Purification and characterization of a novel broad-specificity (alpha 1----2, alpha 1----3 and alpha 1----6) mannosidase from rat liver.

We have identified a mannosidase in rat liver that releases alpha 1----2, alpha 1----3 and alpha 1----6 linked manose residues from oligosaccharide substrates, MannGlcNAc where n = 4-9. The end product of the reaction is Man alpha 1----3[Man alpha 1----6]Man beta 1----4GlcNAc. The mannosidase has been purified to homogeneity from a rat liver microsomal fraction, after solubilization into the aqueous phase of Triton X-114, by anion-exchange, hydrophobic and hydroxyapatite chromatography followed by chromatofocusing. The purified enzyme is a dimer of a 110-kDa subunit, has a pH optimum between 6.1 and 6.5 and a Km of 65 microM and 110 microM for the Man5GlcNAc-oligosaccharide or Man9GlcNAc-oligosaccharide substrates, respectively.
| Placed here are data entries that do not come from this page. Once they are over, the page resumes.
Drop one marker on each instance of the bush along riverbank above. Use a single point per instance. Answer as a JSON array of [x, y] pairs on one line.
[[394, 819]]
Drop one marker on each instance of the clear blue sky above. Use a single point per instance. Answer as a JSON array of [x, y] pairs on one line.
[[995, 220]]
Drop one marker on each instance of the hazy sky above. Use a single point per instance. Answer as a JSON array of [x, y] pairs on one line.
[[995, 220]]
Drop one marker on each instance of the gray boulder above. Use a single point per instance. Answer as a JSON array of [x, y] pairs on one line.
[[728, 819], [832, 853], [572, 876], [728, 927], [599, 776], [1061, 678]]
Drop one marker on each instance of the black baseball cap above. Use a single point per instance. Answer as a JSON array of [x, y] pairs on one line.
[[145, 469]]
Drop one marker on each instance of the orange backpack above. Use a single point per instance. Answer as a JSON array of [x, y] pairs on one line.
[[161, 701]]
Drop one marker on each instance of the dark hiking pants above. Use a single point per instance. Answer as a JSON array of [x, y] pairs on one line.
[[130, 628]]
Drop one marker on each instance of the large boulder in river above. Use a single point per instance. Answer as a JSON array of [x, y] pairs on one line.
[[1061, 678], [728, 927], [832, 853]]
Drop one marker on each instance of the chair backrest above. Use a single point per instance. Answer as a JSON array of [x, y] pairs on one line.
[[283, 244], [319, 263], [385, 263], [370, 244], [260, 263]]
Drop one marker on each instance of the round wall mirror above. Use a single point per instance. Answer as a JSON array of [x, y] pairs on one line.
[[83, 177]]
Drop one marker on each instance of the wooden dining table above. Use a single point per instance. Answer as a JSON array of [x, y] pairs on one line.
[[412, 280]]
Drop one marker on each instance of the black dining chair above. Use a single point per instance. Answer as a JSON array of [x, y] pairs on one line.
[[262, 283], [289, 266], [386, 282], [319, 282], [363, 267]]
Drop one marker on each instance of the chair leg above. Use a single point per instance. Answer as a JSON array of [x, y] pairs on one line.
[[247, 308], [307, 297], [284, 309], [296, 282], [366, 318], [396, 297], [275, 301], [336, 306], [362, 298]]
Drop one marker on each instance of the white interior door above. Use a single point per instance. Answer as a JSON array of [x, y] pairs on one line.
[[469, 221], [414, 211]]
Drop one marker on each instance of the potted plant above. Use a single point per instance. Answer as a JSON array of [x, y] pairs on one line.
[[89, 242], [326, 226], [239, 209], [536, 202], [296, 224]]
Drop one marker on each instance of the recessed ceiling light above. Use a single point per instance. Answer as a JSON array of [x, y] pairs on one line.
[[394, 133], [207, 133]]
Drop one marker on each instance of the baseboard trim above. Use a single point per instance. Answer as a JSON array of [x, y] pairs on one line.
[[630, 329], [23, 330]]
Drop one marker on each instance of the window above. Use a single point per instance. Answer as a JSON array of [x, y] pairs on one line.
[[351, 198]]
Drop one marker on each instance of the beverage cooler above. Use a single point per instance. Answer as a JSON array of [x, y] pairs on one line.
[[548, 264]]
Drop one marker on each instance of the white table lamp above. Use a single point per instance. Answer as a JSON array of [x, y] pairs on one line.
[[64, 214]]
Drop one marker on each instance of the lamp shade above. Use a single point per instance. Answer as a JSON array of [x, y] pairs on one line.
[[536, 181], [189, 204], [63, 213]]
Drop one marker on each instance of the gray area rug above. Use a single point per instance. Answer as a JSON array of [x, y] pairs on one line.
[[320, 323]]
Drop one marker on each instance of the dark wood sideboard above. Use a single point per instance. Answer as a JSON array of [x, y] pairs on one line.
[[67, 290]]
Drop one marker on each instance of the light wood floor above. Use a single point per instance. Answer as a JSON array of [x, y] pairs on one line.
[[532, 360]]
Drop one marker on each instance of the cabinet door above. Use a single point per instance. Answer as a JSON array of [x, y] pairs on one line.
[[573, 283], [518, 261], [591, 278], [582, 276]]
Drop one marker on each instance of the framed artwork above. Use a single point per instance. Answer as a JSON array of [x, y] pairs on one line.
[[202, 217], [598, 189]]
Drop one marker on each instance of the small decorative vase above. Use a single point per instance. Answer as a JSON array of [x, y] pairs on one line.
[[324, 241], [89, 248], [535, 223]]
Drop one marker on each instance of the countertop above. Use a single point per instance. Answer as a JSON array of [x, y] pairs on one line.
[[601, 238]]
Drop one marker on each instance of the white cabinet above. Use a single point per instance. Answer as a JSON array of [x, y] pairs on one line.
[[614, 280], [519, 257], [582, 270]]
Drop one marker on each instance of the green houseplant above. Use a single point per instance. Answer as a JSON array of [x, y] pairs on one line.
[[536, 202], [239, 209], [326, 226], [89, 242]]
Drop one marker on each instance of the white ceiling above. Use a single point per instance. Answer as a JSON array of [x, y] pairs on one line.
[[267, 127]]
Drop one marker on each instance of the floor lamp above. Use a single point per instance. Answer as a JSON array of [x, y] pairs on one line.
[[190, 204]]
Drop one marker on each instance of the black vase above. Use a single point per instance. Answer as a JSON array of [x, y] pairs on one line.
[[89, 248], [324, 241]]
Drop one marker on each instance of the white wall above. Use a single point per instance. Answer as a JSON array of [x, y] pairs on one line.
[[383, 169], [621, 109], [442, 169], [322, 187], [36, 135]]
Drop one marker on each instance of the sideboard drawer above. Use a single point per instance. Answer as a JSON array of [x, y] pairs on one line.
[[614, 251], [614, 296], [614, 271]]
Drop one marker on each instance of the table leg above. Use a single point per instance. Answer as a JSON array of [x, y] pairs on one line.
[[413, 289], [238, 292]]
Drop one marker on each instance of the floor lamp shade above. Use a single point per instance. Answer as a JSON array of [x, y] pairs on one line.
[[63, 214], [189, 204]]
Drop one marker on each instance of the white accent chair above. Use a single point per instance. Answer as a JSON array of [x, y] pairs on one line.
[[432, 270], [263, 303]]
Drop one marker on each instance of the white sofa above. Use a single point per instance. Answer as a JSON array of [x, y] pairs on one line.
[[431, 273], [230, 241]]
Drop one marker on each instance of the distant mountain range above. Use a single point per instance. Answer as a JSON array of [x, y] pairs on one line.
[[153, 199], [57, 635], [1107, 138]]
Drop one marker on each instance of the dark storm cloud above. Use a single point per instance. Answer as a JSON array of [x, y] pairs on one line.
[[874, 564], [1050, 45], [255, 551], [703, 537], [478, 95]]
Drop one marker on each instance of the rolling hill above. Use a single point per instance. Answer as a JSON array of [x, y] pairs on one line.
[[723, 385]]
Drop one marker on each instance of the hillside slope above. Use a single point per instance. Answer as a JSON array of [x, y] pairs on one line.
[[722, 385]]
Enzyme activity is inhibited by EDTA, by Zn2+ and Cu2+, and to lesser extent by Fe2+ and is stabilized by Co2+. The pattern of release of mannose residues from a Man6GlcNAc substrate shows an ordered hydrolysis of the alpha 1----2 linked residue followed by hydrolysis of alpha 1----3 and alpha 1----6 linked residues. The purified enzyme shows no activity against p-nitrophenyl-alpha-mannoside nor the hybrid GlcNAc Man5GlcNAc oligosaccharide. The enzyme activity is inhibited by swainsonine and 1-deoxymannojirimycin at concentrations 50-500-fold higher than required for complete inhibition of Golgi-mannosidase II and mannosidase I, respectively. The data indicate strongly that the enzyme has novel activity and is distinct from previously described mannosidases.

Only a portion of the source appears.